Face à ce projet, il faut reconnaître que le Sénat a fait ce qu’il pouvait. Sous l’impulsion de Philippe Bas, il imaginé une stratégie destinée à tenir en échec le projet initial de Mathilde Panot. Au lieu de créer un nouveau droit fondamental, le projet sénatorial se bornait à rappeler dans l’article 34 de la Constitution que la loi détermine les conditions — et donc les limites — dans lesquelles s’exerce la liberté des femmes de mettre fin à une grossesse. Face à la volonté de créer un droit absolu, le texte rédigé par Philippe Bas tendait donc, avec une incontestable habileté, à ne rien changer de ce que disait déjà notre droit, et finalement à préserver tant bien que mal l’équilibre voulu par la loi Veil, à savoir la protection de l’enfant à naître qui doit prévaloir après les premières semaines de gestation, et aussi la clause de conscience pour les médecins et les soignants. Rien de glorieux, sans doute, mais un moindre mal.

Évidemment, il y a eu des compromis. Le texte du Sénat a été modifié, pour parler désormais de "liberté garantie": pas un droit fondamental, mais quand même. Le texte Panot n’a pas été retenu. Le congrès a voté à une indécente majorité. Le Président de la République a gagné : l’IVG est mentionné dans la Constitution. Le Sénat n’a pas complètement perdu : la mention de l’IVG n’est pas présentée comme un droit fondamental. 
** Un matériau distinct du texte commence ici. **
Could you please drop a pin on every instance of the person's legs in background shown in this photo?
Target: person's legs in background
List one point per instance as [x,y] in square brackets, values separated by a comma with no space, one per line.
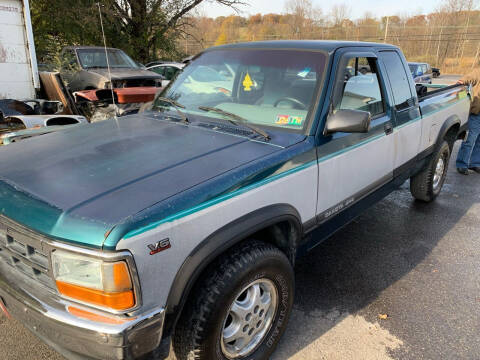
[469,153]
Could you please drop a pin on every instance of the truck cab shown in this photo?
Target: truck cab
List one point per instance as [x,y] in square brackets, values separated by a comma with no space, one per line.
[183,223]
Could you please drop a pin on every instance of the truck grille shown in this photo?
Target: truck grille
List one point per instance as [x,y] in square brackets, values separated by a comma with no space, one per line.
[25,251]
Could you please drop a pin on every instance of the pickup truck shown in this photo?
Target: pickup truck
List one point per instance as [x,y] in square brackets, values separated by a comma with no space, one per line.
[183,223]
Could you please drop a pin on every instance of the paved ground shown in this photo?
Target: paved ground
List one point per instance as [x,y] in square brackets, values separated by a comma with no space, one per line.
[418,264]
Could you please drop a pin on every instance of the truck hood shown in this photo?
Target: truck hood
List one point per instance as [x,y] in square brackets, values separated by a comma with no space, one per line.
[123,74]
[78,183]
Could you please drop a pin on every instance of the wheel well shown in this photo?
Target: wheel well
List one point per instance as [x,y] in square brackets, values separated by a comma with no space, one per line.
[452,135]
[283,234]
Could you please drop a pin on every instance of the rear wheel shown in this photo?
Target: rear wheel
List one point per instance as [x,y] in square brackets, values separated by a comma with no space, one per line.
[241,308]
[426,185]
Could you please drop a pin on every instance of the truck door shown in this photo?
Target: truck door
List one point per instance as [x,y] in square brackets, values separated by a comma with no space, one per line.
[408,127]
[353,165]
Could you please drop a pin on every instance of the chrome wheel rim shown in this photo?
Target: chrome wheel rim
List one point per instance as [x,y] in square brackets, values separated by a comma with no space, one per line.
[249,318]
[438,175]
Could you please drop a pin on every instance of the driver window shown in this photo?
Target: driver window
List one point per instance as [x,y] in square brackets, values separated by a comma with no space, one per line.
[69,61]
[361,87]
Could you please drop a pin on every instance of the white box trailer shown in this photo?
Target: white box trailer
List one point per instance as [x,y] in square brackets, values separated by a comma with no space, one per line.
[18,62]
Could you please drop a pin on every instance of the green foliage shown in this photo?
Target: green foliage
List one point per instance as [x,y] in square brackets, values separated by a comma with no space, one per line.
[145,29]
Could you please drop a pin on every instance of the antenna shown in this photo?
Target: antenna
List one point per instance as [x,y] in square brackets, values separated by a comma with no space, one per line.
[106,56]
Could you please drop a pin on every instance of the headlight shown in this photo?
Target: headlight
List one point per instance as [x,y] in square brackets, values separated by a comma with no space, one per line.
[93,281]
Des textes de morale cynique

Ce triste épisode pose l’éternelle question de notre participation au mal. Des sénateurs chrétiens ont réussi à empêcher l’adoption de projet mortifère de Mathilde Panot et d’Emmanuel Macron. Ils auraient pu tenter de s’y opposer frontalement. Aurait-il réussi à l’empêcher ? Ce n’est pas impossible, mais nul ne peut le dire. Charles Péguy apostrophait ces politiques qui ont les mains pures, mais qui n’ont pas de main. Nos sénateurs ont eu des mains. Il reste que cette réforme constitutionnelle sans impact sur notre droit positif contribue à transformer notre Constitution en dépotoir de l’air du temps. Viendra un jour où tous ces textes de morale cynique qui encombrent notre loi fondamentale nous feront honte.